Although some Israeli football fans are cruel, they are not cruel. chanting racist slogans And Damaging Palestinian flags. Every civilian who is chased and beaten by rebel gangs because of their identity is among the oppressed.

“People were now saying the crowd was noisy, the Israelis were saying, ‘Let’s kill the Arabs,'” Lipstadt said. “I don’t care what they say, that doesn’t give you the right to kick someone when they’re down and make people say ‘I’m not a Jew’ so you can escape to safety.”

Both he and Foxman said Thursday’s violence was not an anomaly. Actually, in the report In the year or so following October 7, the ADL put the rise in global antisemitism at the top of its list of disturbing trends, noting major jumps in events in Europe, Australia and South Africa. The report stated that in the month after the Hamas attack in the Netherlands, there were eight times more anti-Semitic incidents than in the average month of the previous three years.

Foxman spent Thursday night and much of Friday watching Israeli television and was startled to hear officials advising Israelis abroad to remove any clothing or symbols that would identify them as Israelis or Jews.

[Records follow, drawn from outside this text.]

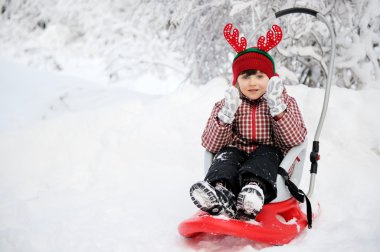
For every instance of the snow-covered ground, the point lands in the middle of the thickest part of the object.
(93, 167)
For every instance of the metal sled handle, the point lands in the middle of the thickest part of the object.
(314, 156)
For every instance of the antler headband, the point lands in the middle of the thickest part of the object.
(272, 39)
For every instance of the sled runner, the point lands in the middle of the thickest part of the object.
(280, 221)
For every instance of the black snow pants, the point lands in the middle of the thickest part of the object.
(232, 165)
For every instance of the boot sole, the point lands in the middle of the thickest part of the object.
(205, 198)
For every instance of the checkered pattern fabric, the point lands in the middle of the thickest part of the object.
(254, 126)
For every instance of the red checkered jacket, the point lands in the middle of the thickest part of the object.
(254, 126)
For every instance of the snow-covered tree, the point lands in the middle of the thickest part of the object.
(118, 39)
(305, 51)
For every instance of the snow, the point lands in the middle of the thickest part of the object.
(87, 166)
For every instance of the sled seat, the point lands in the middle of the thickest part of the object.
(278, 223)
(292, 163)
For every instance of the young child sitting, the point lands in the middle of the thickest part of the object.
(249, 131)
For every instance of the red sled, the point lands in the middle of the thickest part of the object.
(277, 224)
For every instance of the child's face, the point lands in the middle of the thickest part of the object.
(253, 86)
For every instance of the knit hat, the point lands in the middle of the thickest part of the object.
(253, 57)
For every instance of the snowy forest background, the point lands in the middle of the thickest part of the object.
(113, 40)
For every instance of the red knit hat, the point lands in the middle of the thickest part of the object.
(254, 57)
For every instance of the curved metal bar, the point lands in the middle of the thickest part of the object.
(330, 71)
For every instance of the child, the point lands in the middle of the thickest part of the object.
(249, 131)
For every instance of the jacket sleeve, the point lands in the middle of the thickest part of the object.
(290, 129)
(216, 135)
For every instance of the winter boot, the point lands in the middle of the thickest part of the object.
(250, 201)
(214, 200)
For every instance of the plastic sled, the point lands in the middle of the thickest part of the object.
(278, 223)
(282, 220)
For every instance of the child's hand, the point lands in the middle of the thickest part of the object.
(232, 102)
(273, 95)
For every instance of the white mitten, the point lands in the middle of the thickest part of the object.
(273, 95)
(232, 102)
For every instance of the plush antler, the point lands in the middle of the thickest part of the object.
(233, 39)
(273, 38)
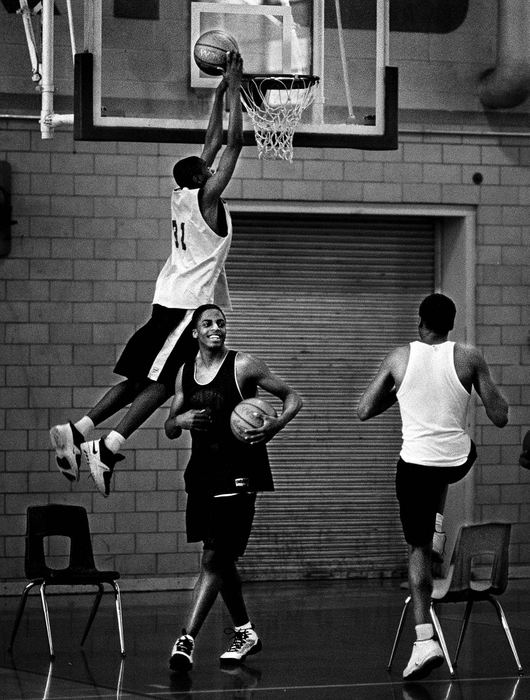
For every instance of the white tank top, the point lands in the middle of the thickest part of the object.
(433, 405)
(194, 273)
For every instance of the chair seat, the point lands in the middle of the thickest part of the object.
(77, 577)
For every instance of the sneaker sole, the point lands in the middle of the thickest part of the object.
(64, 454)
(234, 661)
(91, 468)
(180, 662)
(424, 670)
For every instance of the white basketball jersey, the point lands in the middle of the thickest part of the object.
(433, 405)
(194, 273)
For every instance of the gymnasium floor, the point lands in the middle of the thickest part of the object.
(320, 640)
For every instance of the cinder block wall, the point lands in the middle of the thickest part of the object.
(90, 237)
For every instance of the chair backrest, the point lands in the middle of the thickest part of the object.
(57, 520)
(488, 542)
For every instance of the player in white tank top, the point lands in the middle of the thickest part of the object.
(194, 273)
(432, 379)
(201, 230)
(433, 405)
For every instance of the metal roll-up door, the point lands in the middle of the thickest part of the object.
(322, 299)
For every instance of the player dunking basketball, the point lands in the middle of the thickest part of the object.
(223, 474)
(432, 379)
(192, 275)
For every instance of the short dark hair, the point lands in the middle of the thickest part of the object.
(199, 312)
(184, 170)
(438, 313)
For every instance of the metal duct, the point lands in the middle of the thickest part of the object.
(508, 84)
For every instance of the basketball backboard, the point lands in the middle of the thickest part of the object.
(137, 80)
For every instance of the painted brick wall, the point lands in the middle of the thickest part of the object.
(90, 237)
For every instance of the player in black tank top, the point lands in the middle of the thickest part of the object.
(223, 473)
(220, 463)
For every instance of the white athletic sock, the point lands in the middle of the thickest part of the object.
(85, 425)
(114, 441)
(246, 626)
(424, 632)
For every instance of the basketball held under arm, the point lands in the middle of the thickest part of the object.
(254, 372)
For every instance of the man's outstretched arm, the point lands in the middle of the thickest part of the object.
(213, 139)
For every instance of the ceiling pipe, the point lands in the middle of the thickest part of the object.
(508, 84)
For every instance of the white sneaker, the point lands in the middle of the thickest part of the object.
(244, 643)
(181, 658)
(426, 655)
(66, 441)
(100, 460)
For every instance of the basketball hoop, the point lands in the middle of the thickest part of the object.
(275, 104)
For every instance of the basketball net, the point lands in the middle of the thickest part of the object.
(275, 105)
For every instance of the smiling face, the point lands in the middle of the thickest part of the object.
(210, 329)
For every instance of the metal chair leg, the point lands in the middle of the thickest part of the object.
(20, 610)
(119, 616)
(441, 639)
(47, 618)
(504, 623)
(93, 612)
(399, 631)
(463, 628)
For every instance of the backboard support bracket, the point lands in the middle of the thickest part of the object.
(86, 130)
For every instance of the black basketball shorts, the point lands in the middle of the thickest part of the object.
(222, 523)
(419, 490)
(145, 346)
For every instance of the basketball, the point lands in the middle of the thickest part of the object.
(244, 416)
(210, 51)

Your own childhood during the Holocaust. Chabad in Amsterdam organizing trips He went to the airport following rumors that local taxi drivers were linked to hooliganism.

“I think Europe judenreinFoxman told me ominously, using the German term – Nazi – from the Final Solution, meaning the cleansing of the Jews. “20,000 Israelis live in Amsterdam. There is an Israeli restaurant. Will he survive?”

Foxman was still texting with her grandson, a Northwestern University student studying abroad in Madrid this fall. He had traveled to Amsterdam for the weekend, partly to attend a Maccabi football match, but the tickets he bought online turned out to be fake.

Foxman told me that on Friday, his grandson and the friend he was visiting in Amsterdam had planned to have lunch at an Israeli restaurant but canceled it. He arranged for them to have Shabbat dinner at the home of a local Jewish family. In the end, they also botched the Anne Frank House; The young woman’s mother, Foxman’s daughter, was very afraid of what might happen.

Foxman’s daughter texted her grandson, “I promise you we will visit together in the future.”

I hope they do, and that they can do it safely and without fear.

I hope you appreciated this article. Before I go, I ask you to support the Forward’s award-winning, nonprofit journalism at this critical time.